Previously, it has been shown that experimentally induced acute hypoxia, via reduction in fetoplacental blood flow, increases ovine fetal and AF activin A concentrations.20,22 However, such acute hypoxia does not reflect the chronic fetoplacental compromise that occurs in human pregnancies complicated by placental insufficiency and IUGR. Therefore, in this current study, we aimed to utilise an animal model of chronic hypoxia and fetal growth restriction to more closely mimic severe human IUGR allowing us to explore the physical endocrine response, and in particular activin A response, in this setting of chronic fetoplacental compromise.

As reported over three decades ago,24 the experimental model of ovine SUAL successfully produced chronic fetal hypoxia, as demonstrated by a significant reduction in fetal SaO2 over the course of the experiment, and significant fetal growth restriction. In addition, the growth restriction observed in the SUAL group was asymmetric in nature, as defined by reduced BW with normal fetal anthropometric measurements and significantly increased fetal brain–BW ratio, consistent with brain sparing secondary to the decreased cerebral vascular resistance that occurs during hypoxic stress.32 This asymmetric pattern and increased cerebral blood flow response are similar to that observed in human IUGR of placental origin6 and validate the SUAL model as an appropriate one for studying human IUGR. The two-fold increase in the SUAL fetal adrenal–BW ratio compared with that in the controls is also consistent with previous reports of increased adrenal activity during prolonged fetal hypoxaemia.33 SUAL also produced partial infarction of the placental bed, therefore potentially reducing the full functional capacity of the placenta.

Consistent with the effect of acute fetal hypoxia, chronic hypoxia induced by SUAL was associated with significantly increased concentrations of activin A in the AF. However, there are important differences in the results of the current study and those previously reported in acute hypoxia models.
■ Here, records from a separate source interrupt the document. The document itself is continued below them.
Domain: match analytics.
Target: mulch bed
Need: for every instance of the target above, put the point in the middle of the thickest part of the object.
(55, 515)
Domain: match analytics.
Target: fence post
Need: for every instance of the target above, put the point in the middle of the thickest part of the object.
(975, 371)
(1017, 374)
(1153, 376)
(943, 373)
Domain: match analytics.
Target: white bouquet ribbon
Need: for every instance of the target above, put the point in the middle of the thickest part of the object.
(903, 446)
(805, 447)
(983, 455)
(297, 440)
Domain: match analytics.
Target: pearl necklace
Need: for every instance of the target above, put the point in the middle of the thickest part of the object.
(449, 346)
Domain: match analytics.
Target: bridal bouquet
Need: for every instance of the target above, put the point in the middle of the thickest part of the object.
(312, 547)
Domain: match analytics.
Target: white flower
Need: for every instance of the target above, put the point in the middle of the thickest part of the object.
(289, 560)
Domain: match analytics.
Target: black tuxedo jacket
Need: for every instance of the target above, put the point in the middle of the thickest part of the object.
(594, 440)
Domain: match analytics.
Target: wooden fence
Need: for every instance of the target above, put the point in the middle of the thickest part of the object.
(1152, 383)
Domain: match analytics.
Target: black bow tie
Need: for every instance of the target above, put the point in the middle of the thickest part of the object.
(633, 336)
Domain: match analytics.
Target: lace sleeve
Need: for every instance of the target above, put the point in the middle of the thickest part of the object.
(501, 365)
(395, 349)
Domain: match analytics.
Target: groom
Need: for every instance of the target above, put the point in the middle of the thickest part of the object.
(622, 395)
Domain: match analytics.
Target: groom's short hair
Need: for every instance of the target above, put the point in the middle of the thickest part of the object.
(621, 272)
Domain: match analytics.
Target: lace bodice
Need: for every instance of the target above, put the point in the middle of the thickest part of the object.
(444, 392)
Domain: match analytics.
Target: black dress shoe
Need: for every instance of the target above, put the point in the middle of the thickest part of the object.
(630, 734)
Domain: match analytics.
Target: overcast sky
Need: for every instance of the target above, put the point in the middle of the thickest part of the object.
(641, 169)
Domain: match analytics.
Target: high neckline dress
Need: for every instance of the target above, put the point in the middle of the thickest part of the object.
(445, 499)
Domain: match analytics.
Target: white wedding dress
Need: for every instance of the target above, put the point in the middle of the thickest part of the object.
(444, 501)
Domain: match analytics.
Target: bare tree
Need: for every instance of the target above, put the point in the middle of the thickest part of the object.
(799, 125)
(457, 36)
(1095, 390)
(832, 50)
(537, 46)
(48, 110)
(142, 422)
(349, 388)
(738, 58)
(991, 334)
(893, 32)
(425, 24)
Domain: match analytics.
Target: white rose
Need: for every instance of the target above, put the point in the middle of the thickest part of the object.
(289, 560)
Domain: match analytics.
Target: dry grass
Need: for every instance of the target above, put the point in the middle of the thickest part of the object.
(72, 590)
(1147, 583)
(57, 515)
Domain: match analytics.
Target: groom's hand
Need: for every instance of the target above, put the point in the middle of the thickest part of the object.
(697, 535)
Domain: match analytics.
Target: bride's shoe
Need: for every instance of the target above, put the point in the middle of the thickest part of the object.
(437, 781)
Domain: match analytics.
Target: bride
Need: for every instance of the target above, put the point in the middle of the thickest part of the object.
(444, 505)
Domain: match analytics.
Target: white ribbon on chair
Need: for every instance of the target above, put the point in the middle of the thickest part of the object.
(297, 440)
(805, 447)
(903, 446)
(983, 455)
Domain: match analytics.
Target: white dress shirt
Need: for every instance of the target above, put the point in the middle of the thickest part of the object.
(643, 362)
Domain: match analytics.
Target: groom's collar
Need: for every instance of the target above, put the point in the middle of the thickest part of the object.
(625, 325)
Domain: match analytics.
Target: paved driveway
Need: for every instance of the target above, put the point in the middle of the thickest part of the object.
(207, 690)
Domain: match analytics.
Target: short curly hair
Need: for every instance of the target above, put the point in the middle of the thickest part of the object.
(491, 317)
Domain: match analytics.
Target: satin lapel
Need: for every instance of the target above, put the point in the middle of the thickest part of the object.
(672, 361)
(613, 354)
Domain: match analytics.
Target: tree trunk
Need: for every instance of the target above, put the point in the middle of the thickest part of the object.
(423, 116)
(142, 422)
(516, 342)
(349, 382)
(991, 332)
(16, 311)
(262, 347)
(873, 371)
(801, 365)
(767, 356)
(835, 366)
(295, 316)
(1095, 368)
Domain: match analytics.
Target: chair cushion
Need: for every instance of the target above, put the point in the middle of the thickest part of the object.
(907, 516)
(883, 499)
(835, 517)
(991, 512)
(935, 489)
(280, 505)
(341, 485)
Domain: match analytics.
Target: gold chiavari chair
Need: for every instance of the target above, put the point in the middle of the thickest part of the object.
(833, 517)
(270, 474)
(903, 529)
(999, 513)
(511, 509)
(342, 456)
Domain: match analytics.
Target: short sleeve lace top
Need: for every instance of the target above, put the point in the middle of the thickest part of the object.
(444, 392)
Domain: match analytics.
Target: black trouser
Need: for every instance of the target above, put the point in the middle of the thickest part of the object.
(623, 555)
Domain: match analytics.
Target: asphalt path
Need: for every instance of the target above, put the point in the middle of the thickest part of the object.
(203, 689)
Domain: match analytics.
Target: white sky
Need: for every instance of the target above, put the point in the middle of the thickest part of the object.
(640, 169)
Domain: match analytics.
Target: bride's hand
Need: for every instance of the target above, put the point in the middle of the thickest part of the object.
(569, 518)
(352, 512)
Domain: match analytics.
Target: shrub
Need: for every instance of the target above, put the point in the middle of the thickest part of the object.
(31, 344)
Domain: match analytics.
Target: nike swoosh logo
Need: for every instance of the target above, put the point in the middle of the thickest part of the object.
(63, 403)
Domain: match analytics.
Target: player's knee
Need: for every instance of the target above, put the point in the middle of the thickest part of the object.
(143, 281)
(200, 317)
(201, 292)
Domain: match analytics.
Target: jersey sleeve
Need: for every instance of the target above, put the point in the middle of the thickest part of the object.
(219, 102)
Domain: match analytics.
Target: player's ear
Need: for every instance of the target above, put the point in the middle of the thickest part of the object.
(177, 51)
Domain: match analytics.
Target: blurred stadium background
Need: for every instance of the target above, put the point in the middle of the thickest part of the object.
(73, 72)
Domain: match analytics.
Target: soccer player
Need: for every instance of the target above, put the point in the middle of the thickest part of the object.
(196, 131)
We believe that these differences may offer some insights into the potential sources and mechanisms underlying the altered activin secretion in fetal hypoxia. Firstly, the AF activin A levels observed in the current chronic model were at least 12-fold higher than those previously reported during acute uteroplacental hypoxia.20,21,34 While this may simply be a result of a sustained insult, compared with an acute insult, in the acute studies the increased activin A levels attained a plateau after 30 minutes and did not increase further, despite continued hypoxia. This would suggest that the chronic hypoxia observed in this study may be inducing additional or different sources of activin release from those in the acute study. Furthermore, in the current study, fetal activin A concentrations in the SUAL animals were similar to those in controls whereas acute hypoxia induced by either reduced uterine blood flow (RUBF)20 or via maternal isocapnic hypoxemia21 increased fetal activin A levels. This suggests that either the fetus adapts to the chronic hypoxia stimulus or the source of activin A in the AF and fetal circulation may be of different origin and also differentially regulated, depending on the method of hypoxia induction. In this regard, maternal isocapnic hypoxemia, induced via maternal nitrogen insufflation,34 renders both the fetus and the mother hypoxic, whereas RUBF22 produces hypoxia only in the fetus, as a result of disruption to the uteroplacental blood flow. In the current study of SUAL, the fetus was made chronically hypoxic as a result of disruption to the fetoplacental circulation, inducing infarction of approximately half of the placental mass. In SUAL-induced IUGR, placental oxygenation from the mother is not perturbed and thus we hypothesise that placental activin output is not increased and therefore fetal levels remain unchanged.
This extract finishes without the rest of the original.